Lundi, en fin d'après-midi, cinq individus munis d'armes blanches se sont introduits dans une école de Saint-Denis et ont agressé plusieurs membres du personnel, sous les yeux des enfants.

Une école de Saint-Denis victime d’une violente attaque. Lundi, en fin d’après-midi, cinq personnes cagoulées ont sauvagement agressé deux animateurs et la directrice du centre de loisirs de l’école Descartes, dans le quartier du Franc-Moisin. Après avoir frappé à la tête les deux animateurs à coups de crosse, les individus ont volé des tablettes numériques et des effets personnels. La piste du règlement de compte n’est pas écartée.

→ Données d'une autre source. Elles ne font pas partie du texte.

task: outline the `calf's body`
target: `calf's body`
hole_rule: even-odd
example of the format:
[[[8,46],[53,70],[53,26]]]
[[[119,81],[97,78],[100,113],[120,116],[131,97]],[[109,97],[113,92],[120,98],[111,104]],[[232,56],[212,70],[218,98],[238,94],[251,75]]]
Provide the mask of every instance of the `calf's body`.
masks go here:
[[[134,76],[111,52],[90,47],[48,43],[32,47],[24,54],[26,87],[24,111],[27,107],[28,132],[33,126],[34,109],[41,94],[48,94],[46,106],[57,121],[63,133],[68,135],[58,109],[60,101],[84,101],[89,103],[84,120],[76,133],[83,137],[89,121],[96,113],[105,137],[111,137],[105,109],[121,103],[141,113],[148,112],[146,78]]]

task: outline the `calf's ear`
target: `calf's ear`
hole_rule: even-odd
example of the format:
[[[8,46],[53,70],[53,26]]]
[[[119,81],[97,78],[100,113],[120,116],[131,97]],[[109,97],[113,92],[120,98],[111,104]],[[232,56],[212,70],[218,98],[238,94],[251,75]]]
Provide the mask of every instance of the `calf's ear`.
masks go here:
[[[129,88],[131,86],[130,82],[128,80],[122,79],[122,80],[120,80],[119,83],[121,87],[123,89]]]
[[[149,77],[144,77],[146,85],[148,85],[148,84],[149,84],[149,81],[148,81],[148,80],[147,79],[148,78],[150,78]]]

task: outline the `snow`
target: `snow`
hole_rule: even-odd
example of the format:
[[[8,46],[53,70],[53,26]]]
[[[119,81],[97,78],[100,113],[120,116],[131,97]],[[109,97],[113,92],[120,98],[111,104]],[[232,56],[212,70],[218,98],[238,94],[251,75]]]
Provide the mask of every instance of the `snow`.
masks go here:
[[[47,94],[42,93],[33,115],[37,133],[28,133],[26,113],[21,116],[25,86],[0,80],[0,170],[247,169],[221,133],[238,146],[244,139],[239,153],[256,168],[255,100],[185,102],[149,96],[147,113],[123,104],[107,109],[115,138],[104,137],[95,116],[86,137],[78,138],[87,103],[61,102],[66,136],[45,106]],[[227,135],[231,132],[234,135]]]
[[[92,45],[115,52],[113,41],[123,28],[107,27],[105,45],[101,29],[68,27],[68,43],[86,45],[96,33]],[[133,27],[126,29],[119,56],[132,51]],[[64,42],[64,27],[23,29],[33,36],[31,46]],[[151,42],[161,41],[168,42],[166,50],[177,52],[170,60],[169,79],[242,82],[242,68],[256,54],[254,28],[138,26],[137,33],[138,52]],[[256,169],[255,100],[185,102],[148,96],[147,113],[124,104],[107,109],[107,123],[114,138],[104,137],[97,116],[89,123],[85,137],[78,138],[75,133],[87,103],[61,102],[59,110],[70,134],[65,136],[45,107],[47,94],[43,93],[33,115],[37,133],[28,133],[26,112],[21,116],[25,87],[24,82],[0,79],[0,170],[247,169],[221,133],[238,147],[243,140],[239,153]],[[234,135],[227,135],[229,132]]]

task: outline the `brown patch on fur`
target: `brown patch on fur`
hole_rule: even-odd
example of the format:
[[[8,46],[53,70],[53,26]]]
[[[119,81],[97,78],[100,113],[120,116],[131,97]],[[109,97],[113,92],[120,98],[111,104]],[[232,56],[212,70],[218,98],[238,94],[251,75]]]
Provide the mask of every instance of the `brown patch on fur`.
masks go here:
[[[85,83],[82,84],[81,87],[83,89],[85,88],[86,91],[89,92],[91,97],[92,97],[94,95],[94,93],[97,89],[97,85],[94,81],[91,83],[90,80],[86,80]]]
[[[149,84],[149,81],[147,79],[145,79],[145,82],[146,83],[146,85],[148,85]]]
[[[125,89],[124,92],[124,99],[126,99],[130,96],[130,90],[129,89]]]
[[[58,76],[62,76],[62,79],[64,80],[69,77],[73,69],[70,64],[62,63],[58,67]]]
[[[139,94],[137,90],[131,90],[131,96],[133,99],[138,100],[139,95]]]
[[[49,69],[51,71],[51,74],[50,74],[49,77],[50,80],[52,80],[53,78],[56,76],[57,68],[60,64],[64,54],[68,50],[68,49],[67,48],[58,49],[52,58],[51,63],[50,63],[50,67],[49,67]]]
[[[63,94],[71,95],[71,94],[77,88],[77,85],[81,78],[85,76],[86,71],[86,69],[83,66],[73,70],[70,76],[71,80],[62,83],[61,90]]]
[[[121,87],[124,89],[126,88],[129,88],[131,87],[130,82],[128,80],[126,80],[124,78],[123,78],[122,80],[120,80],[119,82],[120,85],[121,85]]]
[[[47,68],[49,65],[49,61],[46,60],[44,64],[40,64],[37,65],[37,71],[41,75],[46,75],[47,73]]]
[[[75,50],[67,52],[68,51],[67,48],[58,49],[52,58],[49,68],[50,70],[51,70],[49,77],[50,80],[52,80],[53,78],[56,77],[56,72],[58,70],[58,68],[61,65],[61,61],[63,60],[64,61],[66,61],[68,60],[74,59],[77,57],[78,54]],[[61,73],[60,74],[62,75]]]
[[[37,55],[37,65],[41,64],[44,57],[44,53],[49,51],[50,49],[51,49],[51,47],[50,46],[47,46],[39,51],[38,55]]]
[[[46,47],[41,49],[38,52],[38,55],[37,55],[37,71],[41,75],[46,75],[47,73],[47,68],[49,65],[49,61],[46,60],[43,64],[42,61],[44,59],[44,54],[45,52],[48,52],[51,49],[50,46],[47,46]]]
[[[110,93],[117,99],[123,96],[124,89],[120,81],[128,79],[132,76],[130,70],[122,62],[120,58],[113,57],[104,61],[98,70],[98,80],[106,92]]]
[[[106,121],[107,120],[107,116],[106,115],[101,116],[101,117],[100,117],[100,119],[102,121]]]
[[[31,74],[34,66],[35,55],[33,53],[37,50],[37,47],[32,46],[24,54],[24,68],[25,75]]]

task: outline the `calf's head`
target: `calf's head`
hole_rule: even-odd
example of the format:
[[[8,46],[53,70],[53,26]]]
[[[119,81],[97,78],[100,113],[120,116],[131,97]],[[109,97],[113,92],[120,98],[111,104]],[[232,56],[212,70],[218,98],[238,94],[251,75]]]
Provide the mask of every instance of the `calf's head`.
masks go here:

Ces actes d’une violence inouïe ont profondément choqué les élèves présents sur place et le personnel. Personnel qui dénonce un climat d’insécurité grandissant, à l'image de Rosalie : "On vient travailler avec la boule au ventre tous les matins. On se demandait si on allait se faire tabasser à l'extérieur. Maintenant, ce n'est plus à l'extérieur, mais à l'intérieur. Aujourd'hui, c'est ce qui m'inquiète. Ces enfants hurlaient, étaient apeurés. Ça ne les a pas empêché de tabasser la directrice du centre de loisirs et l'animateur. En fait, il n'y a plus de limite, plus de pitié."

L’école Descartes est souvent la cible d’actes de vandalisme. Sofia s’y est presque habituée : "Il y a un an, on a eu des jeunes, pareil, qui sont entrés dans l'établissement. On a eu du jus d'orange sur les ordinateurs, du Coca sur les bureaux. Ils ont tout saccagé à coups de marteaux."

Mais cette-fois, un cap a été franchi. Du personnel a été agressé dans l’école devant des enfants. Rosalie est complètement désabusée : "On est en Rep+, on va avoir 12 élèves par classe. Mais comment peut-on s'attendre à 100 % de réussite dans un environnement où les enfants assistent à des guet-apens, des agressions physiques ? La réalité est là. On n'est pas en sécurité."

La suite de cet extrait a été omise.